El listado de víctimas informáticas parece interminable. La Agencia Nacional del Espectro (ANE), la Caja de Compensación Familiar del Magdalena, El Teatro Nacional, Hamburguesas El Corral y la Dian, también se quedaron sin sus bases de datos por culpa del mismo fenómeno.

Bajo este alarmante escenario, no cabe duda de que los desafíos que tienen por delante las compañías y, sobre todo, las entidades bancarias para aminorar los devastadores efectos del delito cibernético no son de poca monta. En ese orden de ideas, dos preguntas quedan rondando el ambiente: ¿cómo se regulan en Colombia las políticas de seguridad informática dentro del sector financiero? y ¿podrá este flagelo desencadenar una crisis económica en el país?

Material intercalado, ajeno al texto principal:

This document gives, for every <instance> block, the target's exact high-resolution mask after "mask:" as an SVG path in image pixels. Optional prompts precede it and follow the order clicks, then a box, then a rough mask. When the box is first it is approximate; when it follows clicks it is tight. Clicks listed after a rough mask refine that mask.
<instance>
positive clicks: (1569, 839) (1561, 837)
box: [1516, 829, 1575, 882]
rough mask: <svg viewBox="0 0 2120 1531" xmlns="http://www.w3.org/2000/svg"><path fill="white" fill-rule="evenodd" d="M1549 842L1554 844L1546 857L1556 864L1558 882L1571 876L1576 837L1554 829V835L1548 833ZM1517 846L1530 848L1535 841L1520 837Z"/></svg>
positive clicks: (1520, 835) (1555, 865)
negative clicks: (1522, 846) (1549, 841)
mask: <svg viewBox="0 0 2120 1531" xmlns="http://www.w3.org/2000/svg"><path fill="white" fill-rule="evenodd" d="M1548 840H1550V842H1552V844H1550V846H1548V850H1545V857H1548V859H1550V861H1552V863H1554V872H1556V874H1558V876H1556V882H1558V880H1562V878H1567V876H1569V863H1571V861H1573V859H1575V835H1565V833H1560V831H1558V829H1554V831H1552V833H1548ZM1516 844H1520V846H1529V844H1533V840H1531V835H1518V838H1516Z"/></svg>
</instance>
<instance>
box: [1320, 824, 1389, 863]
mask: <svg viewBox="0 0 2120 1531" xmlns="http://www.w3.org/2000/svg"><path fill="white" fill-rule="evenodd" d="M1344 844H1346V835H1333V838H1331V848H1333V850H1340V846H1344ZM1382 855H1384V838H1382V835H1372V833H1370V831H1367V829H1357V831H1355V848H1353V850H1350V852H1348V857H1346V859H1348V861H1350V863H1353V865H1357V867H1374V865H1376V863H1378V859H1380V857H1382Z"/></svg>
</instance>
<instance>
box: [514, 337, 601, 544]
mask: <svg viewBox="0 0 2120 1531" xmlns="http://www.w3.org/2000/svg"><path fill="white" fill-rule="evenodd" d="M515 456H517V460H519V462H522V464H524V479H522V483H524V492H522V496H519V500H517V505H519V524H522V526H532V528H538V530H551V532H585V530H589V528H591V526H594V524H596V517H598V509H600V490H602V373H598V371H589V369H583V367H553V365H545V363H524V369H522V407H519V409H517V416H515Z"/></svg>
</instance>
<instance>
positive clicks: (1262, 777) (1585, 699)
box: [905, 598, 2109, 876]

Para Daniel Medina, CEO de Olimpia –firma dedicada a proteger la información del sector financiero–, lo primero a tener en cuenta es que desde 2007 las entidades bancarias cuentan con regulación en asuntos de seguridad informática. “Ese año, la Superfinanciera sacó un protocolo de seguridad: la circular 052 de 2007. Ese fue el primer paso que dio el país para proteger al sector y, aunque con el transcurrir de los años dicho marco normativo sufrió dos modificaciones, no hay que olvidar que actualmente sigue vigente”, anota Mejía. 

Las disposiciones de las que habla el experto han ‘obligado’ a la banca a adoptar medidas contundentes para proteger los datos y el dinero de sus clientes. Pese a ello, quienes conocen el tema en profundidad advierten que la delincuencia nunca se queda quieta y trabaja constantemente en la búsqueda de nuevas herramientas que les permitan franquear las barreras que pone el sector financiero. 

Por lo pronto, el parte es de tensa calma. La amenaza de los hackers dedicados a transgredir las fronteras cibernéticas de empresas y bancos nacionales es una realidad latente que no puede menospreciarse. Así las cosas, de la implementación de nuevos y cada vez más sofisticados métodos de protección en esos sectores dependerá que Colombia no siga en pañales en la materia. De lo contrario, las consecuencias en el mediano plazo podrían ser irreparables.